Oil on canvas, 35.5 by 55.5 cm.
Provenance: Russian Pictures, Christie’s London, 30 November 2005, lot 9.
Russian Paintings, Sotheby’s London, 25 November 2008, lot 425.
Acquired at the above sale by the present owner.
Private collection, UK.
Authenticity of the work has been confirmed by the expert V. Petrov.
Forest Clearing is one of the landscapes Ivan Shishkin painted at the peak of his artistic career. In all probability, the composition was created in the winter of 1898. At this time the master painted his beloved pine forest, made drawings of the individual trees and worked on studies of corners of the woodland. That year, as throughout the 1890s generally, most of the artist’s work was devoted to conifer woods.

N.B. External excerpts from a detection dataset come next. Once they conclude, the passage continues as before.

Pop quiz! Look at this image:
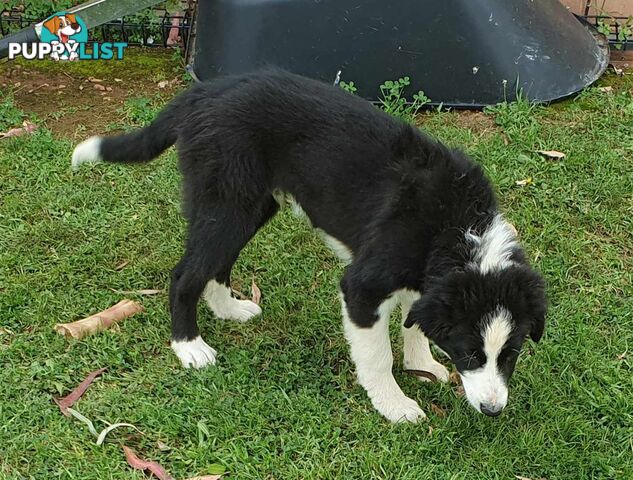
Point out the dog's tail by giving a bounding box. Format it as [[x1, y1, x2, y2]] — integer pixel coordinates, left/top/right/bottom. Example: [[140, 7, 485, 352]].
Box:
[[72, 95, 182, 170]]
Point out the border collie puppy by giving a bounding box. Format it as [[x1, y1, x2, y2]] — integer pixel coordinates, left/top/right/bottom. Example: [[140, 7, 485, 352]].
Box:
[[72, 69, 546, 422]]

Pines are a recurrent symbol in all of Shishkin oeuvre. In Forest Clearing, however, it is difficult to single out a “main subject”. There are trunks of giant pines reaching beyond the confines of the painting, a trio of little firs beneath in the under wood, there are shadows from the treetops falling across the ground in vague silhouettes – and the ground itself – spreading out beneath the trees, strewn with pine needles and overgrown with woodland vegetation. But in this canvas, the artist was not interested in delineating the botanical details of each individual leaf. In Forest Clearing, the particular and authentic elements, so painstakingly recorded (and Shishkin was always rightly called a master in this respect) do not detract from the key component of the work: the overall atmosphere of a fine summer’s day and the sensation of warmth and light which so pervades the painting.

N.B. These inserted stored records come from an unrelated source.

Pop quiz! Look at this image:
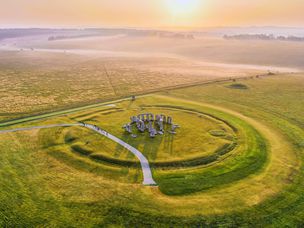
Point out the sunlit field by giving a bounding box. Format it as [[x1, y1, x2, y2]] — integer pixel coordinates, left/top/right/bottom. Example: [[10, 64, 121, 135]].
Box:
[[0, 74, 304, 227]]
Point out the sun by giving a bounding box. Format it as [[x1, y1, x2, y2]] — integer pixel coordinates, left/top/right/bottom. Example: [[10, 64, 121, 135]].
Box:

Shishkin was not fond of desultory or transient states of nature, but was brilliant at recording the effects of high summer. He managed to achieve an impressive tonal cohesion, with a palette dominated by the tones used to render the bright light of a summer’s midday. The artist also paid serious attention to finding the right textures; skillfully combining under-painting with glazing and body colour, and applying a variety of brushstrokes with different brushes.

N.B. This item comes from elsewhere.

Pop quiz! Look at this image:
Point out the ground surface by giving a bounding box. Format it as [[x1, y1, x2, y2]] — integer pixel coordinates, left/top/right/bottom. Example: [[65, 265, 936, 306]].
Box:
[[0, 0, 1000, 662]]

A monumental and romantic image of nature in the North of Russia is generated in the fine gradations of adjacent shades of colour, in the freedom and variety of painterly techniques Shishkin employed, whilst meticulously preserving the accuracy of representation – his trademark device. He achieved mastery in the use of colour first and foremost in his studies – in the process of directly communing with nature. It therefore comes as no surprise that his Itinerant friends often found Shishkin’s studies fresher, more vibrant in colour and more interesting than his finished paintings. For who, other than Shishkin, the – “true son of the thickets of the Russian North, in love... with these pines and firs that reach up to the heavens” (A. Prakhov), could capture and convey their character and somewhat severe Nordic beauty?